Following the publish of the QLINK’s single-bike review, more time in the saddle saw the XF200 shed a couple non-crucial bolts. Also, the rear brake light wire was either not connected in the first place or loosened over time, explaining the failure of the brake light to activate when pushing on the brake pedal as noted in the first review. Unfortunately, the wire landed on the exhaust but fortunately hadn’t yet melted to the point of uselessness.
Photog Fonzie noted the rubber band-type mounts that hold the headlight assembly to the fork legs allows the light to slide down to the point that the lower portion of the light scrapes with the top of fender. “Easily pushed back up in place, but sloppy,” Fonz rightly remarked.
Finally, and most notably, the right-side passenger grab handle, made of inexpensive pot metal, snapped in two for no apparent reason. The breakage apparently occurred during a ride, not while the handle was being, well, handled. And we never carried a passenger or strapped anything to the saddle, using the grab handle as an anchor point. Bummer.
Are other bikes made outside of China infallible? Heck, no! We’ve had our share of little quality-control surprises from major-brand OEM bikes over the years, but not to the degree that we’ve experienced on the QLINK, or at least not in such a rapid-fire progression.

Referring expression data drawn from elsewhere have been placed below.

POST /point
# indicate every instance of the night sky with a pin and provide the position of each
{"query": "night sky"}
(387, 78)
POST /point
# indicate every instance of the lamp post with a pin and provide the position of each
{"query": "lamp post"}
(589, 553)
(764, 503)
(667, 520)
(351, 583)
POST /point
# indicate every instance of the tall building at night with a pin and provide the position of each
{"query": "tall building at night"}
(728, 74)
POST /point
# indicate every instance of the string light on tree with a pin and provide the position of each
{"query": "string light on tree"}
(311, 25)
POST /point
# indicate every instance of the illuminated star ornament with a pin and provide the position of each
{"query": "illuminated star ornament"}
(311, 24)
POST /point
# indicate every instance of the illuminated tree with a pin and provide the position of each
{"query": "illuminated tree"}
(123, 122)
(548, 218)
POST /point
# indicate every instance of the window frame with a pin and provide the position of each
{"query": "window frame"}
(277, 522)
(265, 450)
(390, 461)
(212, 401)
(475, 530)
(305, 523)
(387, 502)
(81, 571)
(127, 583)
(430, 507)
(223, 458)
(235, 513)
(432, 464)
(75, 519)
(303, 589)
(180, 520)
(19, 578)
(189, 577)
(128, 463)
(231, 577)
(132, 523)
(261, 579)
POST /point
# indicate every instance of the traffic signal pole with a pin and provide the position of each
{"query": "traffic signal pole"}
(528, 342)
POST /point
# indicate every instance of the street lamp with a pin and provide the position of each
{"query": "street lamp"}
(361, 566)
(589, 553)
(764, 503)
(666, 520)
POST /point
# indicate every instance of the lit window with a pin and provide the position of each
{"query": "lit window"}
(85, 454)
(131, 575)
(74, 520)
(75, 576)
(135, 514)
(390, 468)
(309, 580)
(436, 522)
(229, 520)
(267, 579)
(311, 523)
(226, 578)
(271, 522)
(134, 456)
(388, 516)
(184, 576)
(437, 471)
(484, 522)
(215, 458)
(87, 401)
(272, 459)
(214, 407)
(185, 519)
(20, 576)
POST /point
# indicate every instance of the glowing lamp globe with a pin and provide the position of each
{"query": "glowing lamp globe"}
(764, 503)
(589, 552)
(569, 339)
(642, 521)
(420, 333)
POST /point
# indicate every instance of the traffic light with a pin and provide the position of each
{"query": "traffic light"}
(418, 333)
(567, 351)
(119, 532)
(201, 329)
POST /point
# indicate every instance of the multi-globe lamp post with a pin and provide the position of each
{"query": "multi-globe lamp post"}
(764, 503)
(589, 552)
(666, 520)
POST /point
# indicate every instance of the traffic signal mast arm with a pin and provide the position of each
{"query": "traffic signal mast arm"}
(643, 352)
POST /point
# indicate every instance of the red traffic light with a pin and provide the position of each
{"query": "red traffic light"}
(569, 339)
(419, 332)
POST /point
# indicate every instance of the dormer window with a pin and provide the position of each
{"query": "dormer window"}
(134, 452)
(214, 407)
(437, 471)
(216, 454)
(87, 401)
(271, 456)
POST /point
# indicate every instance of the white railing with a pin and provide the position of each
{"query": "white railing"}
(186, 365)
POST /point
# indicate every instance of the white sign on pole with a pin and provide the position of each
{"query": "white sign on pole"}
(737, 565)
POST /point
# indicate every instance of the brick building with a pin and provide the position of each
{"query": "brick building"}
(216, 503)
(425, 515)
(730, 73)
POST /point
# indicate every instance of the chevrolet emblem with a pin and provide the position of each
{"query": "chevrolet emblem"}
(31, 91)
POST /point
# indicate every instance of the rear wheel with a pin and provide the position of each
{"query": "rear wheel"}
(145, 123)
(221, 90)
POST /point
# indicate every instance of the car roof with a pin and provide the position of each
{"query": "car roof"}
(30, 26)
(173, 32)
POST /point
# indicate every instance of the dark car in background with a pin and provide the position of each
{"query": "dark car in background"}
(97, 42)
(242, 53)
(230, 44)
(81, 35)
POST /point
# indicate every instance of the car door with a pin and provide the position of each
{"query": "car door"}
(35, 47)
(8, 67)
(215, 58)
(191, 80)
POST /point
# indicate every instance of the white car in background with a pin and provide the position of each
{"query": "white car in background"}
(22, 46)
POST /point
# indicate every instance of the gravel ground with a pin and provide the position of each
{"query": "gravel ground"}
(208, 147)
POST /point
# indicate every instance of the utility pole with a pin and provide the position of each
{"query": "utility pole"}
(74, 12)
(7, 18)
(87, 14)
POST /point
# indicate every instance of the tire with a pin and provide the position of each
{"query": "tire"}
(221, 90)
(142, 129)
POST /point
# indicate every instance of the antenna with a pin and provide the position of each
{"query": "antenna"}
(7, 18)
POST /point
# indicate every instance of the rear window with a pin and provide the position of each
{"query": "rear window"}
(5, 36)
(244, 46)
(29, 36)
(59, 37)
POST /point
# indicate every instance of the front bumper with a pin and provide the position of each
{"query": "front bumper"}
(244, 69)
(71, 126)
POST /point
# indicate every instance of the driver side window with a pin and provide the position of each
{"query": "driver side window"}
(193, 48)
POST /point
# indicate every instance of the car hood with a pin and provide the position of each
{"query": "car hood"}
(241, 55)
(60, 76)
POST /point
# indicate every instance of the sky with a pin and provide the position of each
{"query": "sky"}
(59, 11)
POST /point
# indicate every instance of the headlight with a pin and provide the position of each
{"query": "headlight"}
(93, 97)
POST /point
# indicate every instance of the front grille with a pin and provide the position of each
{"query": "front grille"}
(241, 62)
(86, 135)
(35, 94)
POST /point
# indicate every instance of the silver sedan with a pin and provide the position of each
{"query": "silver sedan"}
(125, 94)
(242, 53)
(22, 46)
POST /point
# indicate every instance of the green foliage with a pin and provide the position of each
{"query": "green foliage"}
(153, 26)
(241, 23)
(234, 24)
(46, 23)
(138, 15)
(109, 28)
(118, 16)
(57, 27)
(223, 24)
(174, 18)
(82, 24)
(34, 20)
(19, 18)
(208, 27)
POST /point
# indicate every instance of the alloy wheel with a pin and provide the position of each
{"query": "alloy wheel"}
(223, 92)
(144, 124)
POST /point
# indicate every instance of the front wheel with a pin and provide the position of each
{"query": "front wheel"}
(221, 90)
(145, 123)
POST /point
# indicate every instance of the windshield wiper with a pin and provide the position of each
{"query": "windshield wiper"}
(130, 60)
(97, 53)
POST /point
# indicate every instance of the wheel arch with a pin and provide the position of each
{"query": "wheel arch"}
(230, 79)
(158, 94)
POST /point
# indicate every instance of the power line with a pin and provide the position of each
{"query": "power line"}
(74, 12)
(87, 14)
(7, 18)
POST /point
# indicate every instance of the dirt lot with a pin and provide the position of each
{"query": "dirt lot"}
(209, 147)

We started off this duel saying life is full of give and take scenarios. With respect to these bikes, the trade-off really comes down to a pair of issues: cost savings or quality?
Factor out MSRPs and we can’t imagine too many legitimate reasons, other than maybe the Honda’s somewhat confined cockpit, that a rider would choose the XF over the CRF-M.
However, as we recently commented in a previous review, we think the Honda is too pricey (and likely will only go up, as will most everything from Japan) when compared to Kawasaki’s KLX250SF. And if you’re willing to spend an extra grand and some change you can get Yamaha’s more powerful, fuel-injected, (partial) aluminum-framed WR250X.
The QLINK’s $3,100 savings over the Honda’s $5,399 price tag creates a lot of room for upgrades to the XF if you’re the mechanically inclined type, or even want to buy a second XF! And a two-year factory warranty (double the CRF's) might help alleviate concerns.
To its credit, QLINK recently stated in a blog on the company’s own website that it isn’t necessarily trying to compete with the level of quality on offer from Japan, but rather to “fill in the gap that people want more affordable price but still acceptable quality and warranty.”
Fair enough! We like some honesty when we can get it.